Marine « Reanoo » Wauquier : aussi satisfaisant que frustrant

 

Le constat établi par Moyocoyani et Niks me semble sans appel, ce qui est à la fois très positif mais aussi regrettable. Moi qui m’inquiétais de l’adaptation qui serait faite du court ouvrage de type encyclopédique qu’était Les Animaux fantastiques (vie et habitat des animaux fantastiques), je n’ai pas été déçue – ou plutôt si. Le film n’est pas une adaptation de ce petit livre. Le film n’est qu’une œuvre se basant sur la vie de l’auteur fictif de cet ouvrage. Les Animaux ne sont en effet pas réellement au cœur de l’intrigue (comme vous l’aurez compris), et ne sont qu’une excuse pour certains ressorts et facilités que se permet le film à certains moments. Ces facilités, accompagnés de quelques inévitables, mais parfois contrariantes, incohérences, auront quelque peu gâché mon plaisir. Ça et la trop faible présence du bestiaire que l’on ne fait qu’entre-apercevoir ne me font pas regretter d’avoir opté pour un visionnage en simple numérique et non pas en 3D.

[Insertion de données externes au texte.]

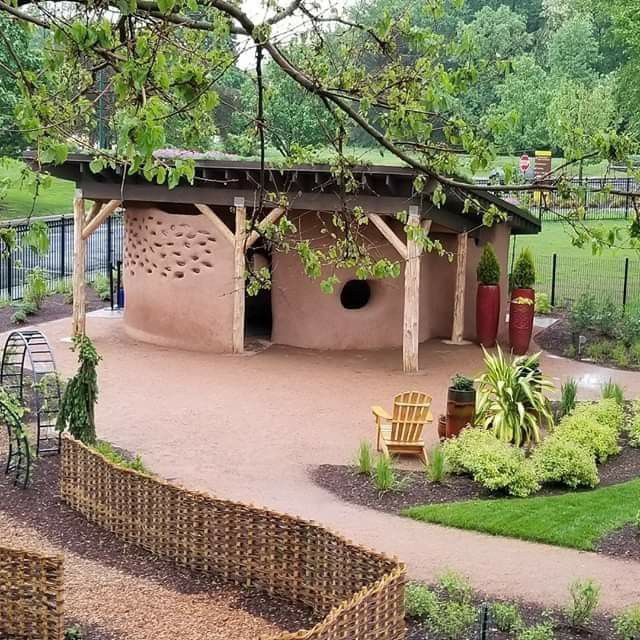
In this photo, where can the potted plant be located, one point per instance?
(522, 306)
(488, 297)
(461, 404)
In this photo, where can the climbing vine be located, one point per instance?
(77, 408)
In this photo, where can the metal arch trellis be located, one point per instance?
(28, 353)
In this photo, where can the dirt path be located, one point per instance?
(248, 428)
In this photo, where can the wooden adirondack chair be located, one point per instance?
(402, 431)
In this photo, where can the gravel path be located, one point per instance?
(250, 428)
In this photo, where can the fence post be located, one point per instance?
(109, 243)
(10, 274)
(554, 265)
(626, 282)
(63, 249)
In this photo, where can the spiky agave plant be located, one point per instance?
(511, 398)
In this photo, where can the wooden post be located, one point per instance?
(460, 291)
(78, 279)
(411, 325)
(239, 276)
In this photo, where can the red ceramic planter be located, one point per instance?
(487, 314)
(521, 321)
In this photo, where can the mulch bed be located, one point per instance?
(350, 486)
(41, 511)
(54, 307)
(557, 339)
(623, 543)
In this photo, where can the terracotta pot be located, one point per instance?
(442, 428)
(521, 321)
(461, 410)
(487, 314)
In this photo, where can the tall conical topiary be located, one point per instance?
(77, 408)
(488, 271)
(523, 275)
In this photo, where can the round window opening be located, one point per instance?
(355, 294)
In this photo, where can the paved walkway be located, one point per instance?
(247, 428)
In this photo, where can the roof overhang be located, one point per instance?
(385, 190)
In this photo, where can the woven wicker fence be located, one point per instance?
(358, 593)
(30, 595)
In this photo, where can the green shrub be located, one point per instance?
(107, 450)
(506, 616)
(600, 350)
(540, 631)
(620, 355)
(455, 587)
(568, 395)
(633, 426)
(634, 352)
(585, 596)
(612, 391)
(511, 398)
(73, 632)
(559, 461)
(384, 474)
(36, 287)
(461, 383)
(590, 314)
(627, 624)
(102, 286)
(496, 465)
(436, 467)
(447, 610)
(543, 305)
(452, 620)
(523, 275)
(420, 601)
(488, 271)
(365, 458)
(595, 427)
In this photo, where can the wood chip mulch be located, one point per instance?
(115, 592)
(54, 307)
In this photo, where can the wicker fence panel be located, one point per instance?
(30, 595)
(360, 593)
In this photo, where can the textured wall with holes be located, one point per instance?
(178, 277)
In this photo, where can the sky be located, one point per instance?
(287, 28)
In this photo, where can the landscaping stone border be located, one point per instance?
(31, 600)
(359, 593)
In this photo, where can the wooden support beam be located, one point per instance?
(411, 311)
(95, 209)
(213, 217)
(460, 290)
(100, 217)
(239, 276)
(271, 218)
(389, 234)
(78, 282)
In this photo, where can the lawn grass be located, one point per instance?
(576, 519)
(18, 202)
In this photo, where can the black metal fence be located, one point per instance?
(104, 248)
(594, 194)
(565, 278)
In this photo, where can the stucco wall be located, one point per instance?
(304, 316)
(178, 277)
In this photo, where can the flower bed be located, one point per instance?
(359, 593)
(30, 595)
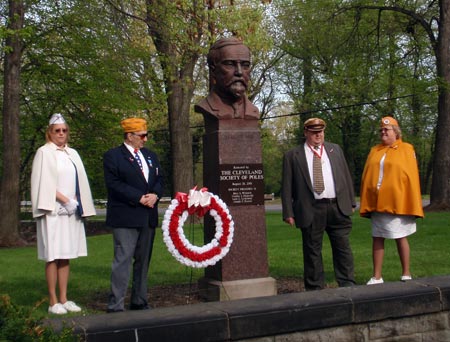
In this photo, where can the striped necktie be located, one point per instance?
(136, 156)
(319, 185)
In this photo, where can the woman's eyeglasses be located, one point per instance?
(142, 136)
(60, 130)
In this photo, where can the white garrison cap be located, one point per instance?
(56, 119)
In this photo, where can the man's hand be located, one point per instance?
(149, 200)
(290, 221)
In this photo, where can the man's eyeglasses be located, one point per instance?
(142, 136)
(59, 130)
(384, 130)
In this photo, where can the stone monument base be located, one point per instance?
(215, 290)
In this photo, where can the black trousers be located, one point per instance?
(327, 218)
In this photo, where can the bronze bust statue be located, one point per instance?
(229, 70)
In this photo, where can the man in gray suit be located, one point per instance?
(317, 196)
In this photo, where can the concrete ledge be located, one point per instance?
(269, 316)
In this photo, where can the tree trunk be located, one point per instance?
(9, 186)
(440, 186)
(179, 100)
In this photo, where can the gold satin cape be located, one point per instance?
(399, 192)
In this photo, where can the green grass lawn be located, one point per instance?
(22, 275)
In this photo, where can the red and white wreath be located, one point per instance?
(198, 203)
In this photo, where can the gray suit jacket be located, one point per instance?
(297, 193)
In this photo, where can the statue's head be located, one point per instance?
(229, 65)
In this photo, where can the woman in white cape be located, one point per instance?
(61, 198)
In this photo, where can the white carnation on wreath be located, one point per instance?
(199, 203)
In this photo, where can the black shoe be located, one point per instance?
(139, 307)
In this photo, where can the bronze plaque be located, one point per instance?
(241, 184)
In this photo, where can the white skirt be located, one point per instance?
(391, 226)
(60, 237)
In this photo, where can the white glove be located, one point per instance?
(62, 210)
(71, 206)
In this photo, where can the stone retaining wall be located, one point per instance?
(417, 310)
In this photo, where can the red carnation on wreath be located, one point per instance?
(198, 203)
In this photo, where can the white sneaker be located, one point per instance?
(71, 306)
(57, 309)
(374, 281)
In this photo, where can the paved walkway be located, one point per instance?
(269, 207)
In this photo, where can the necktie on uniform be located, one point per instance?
(136, 156)
(318, 183)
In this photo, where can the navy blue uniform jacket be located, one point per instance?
(126, 184)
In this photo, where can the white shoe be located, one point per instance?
(374, 281)
(57, 309)
(71, 306)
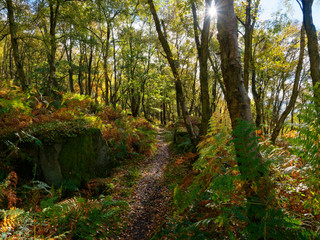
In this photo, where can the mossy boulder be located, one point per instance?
(65, 160)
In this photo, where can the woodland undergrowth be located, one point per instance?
(32, 209)
(209, 196)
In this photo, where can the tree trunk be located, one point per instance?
(295, 91)
(105, 65)
(239, 109)
(53, 46)
(313, 48)
(15, 47)
(175, 73)
(202, 48)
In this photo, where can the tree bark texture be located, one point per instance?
(239, 109)
(178, 84)
(313, 47)
(295, 90)
(202, 48)
(53, 46)
(15, 46)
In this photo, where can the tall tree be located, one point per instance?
(295, 90)
(178, 84)
(313, 46)
(54, 6)
(203, 50)
(15, 46)
(239, 107)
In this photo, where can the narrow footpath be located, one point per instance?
(150, 201)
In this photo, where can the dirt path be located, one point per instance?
(149, 203)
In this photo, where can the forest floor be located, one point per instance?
(150, 202)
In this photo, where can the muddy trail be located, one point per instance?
(150, 201)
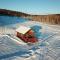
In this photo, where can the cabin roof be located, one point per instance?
(23, 29)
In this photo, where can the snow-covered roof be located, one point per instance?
(23, 29)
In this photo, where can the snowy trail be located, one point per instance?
(10, 50)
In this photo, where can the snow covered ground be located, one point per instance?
(12, 48)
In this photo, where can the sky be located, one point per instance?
(32, 6)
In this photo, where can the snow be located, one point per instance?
(12, 48)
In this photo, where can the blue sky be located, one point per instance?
(32, 6)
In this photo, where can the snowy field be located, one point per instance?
(12, 48)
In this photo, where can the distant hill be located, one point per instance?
(50, 19)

Bien qu’il ne soit pas tel qu’on pouvait l’espérer, le scénario est intéressant, et l’image belle. On sent cependant qu’un film ne suffit pas (d’où l’annonce d’une suite en plusieurs autres volets), et que les deux heures et quelques allouées à ce premier volet n’ont pas été suffisantes pour creuser suffisamment certains points qui auraient mérités à être développés : je pourrais citer la relation entre Credence et Tina (évoquée à titre de justification), pour ne pas reprendre les points mis en avant dans les argumentaires précédents.

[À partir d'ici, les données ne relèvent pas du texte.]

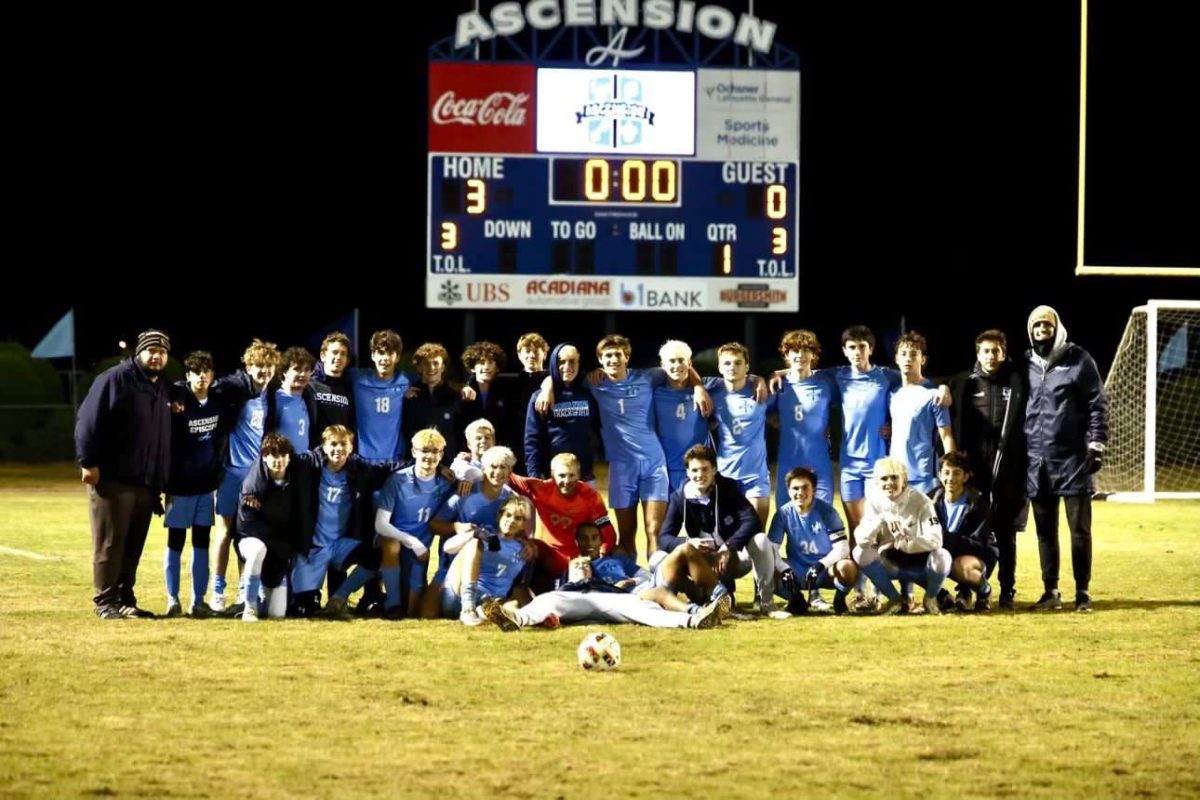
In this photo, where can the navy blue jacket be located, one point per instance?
(569, 426)
(727, 517)
(124, 427)
(197, 443)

Notons que le script (oui, le script du film a été publié et est disponible en anglais aux éditions Waterstones et en version numérique depuis le 18 novembre) ne nous offre guère plus d’informations que ce que le film nous montre. Aucune scène coupée n’a ainsi été publiée, et seuls quelques détails qui auraient pu échapper aux spectateurs, mais qui ne changent pas le cours du film puisqu’ils ne font qu’expliciter ou justifier des choix, sont fournis.

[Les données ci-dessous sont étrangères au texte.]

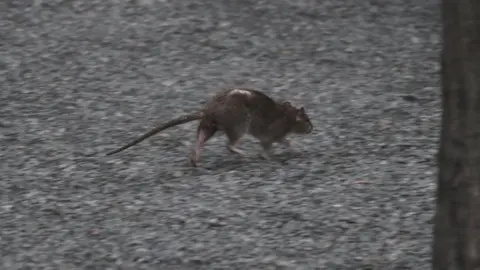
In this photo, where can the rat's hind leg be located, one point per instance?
(205, 131)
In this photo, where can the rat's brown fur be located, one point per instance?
(237, 112)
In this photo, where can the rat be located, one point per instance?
(237, 112)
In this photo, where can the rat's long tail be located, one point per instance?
(174, 122)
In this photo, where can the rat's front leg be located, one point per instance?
(266, 152)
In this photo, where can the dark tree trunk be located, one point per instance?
(456, 242)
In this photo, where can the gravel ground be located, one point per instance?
(79, 78)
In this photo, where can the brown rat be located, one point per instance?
(237, 112)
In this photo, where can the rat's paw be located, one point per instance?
(235, 150)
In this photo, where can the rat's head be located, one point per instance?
(301, 122)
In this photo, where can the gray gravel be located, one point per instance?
(79, 78)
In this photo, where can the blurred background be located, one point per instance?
(79, 78)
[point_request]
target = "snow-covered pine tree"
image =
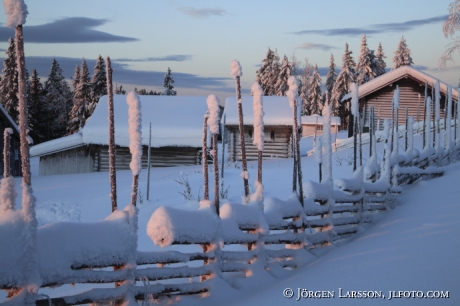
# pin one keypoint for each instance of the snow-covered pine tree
(364, 71)
(56, 100)
(35, 101)
(76, 115)
(9, 83)
(84, 87)
(380, 61)
(342, 87)
(168, 81)
(331, 77)
(284, 73)
(402, 55)
(267, 74)
(315, 97)
(304, 89)
(98, 84)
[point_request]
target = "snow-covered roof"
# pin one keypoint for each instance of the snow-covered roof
(395, 75)
(57, 145)
(176, 121)
(313, 119)
(276, 111)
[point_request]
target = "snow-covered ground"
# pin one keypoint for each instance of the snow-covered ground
(413, 247)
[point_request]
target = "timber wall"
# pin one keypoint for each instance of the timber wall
(277, 142)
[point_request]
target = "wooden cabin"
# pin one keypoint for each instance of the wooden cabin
(15, 153)
(278, 120)
(313, 125)
(411, 82)
(177, 124)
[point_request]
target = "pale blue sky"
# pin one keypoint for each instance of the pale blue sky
(197, 39)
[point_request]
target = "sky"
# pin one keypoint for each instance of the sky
(197, 39)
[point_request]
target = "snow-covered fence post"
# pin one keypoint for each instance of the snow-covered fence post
(438, 124)
(258, 126)
(319, 157)
(292, 95)
(213, 122)
(424, 114)
(448, 122)
(135, 140)
(204, 157)
(427, 142)
(149, 155)
(112, 152)
(355, 114)
(16, 10)
(407, 126)
(223, 148)
(7, 192)
(236, 73)
(6, 152)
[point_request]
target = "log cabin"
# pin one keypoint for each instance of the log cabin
(15, 153)
(411, 82)
(278, 119)
(177, 123)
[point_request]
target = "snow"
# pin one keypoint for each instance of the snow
(413, 247)
(395, 75)
(354, 99)
(276, 111)
(317, 119)
(164, 112)
(135, 131)
(258, 116)
(213, 118)
(169, 225)
(235, 69)
(16, 10)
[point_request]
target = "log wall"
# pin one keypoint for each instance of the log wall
(412, 95)
(277, 142)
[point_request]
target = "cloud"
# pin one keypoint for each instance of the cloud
(309, 46)
(376, 28)
(66, 30)
(168, 58)
(201, 13)
(123, 75)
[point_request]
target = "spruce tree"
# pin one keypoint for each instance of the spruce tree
(35, 101)
(364, 71)
(9, 83)
(380, 61)
(267, 74)
(402, 55)
(331, 77)
(98, 84)
(305, 88)
(342, 87)
(315, 97)
(77, 113)
(281, 85)
(168, 81)
(57, 101)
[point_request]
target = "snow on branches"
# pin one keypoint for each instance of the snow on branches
(16, 10)
(213, 119)
(258, 116)
(235, 68)
(354, 99)
(135, 131)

Si la liste des défauts du film est certainement conséquente, pour les diverses raisons évoquées (fan service malvenu, manque de développement dû à une trop grande richesse, absence des Animaux, décalage troublant avec l’univers originel pour une filiation pourtant assumée) m’empêche d’être complètement convaincue par le film, je dois reconnaître que j’ai passé un très bon moment, et que je ne peux qu’attendre la suite avec une certaine impatience, d’une part pour ouvrir les diverses portes que l’on nous laisse entre-ouvertes à la fin du film, et d’autre part pour voir si les prochains opus corrigeront certaines des erreurs mises en avant par ce premier volet. Mais surtout pour voir de nouveaux Animaux Fantastiques.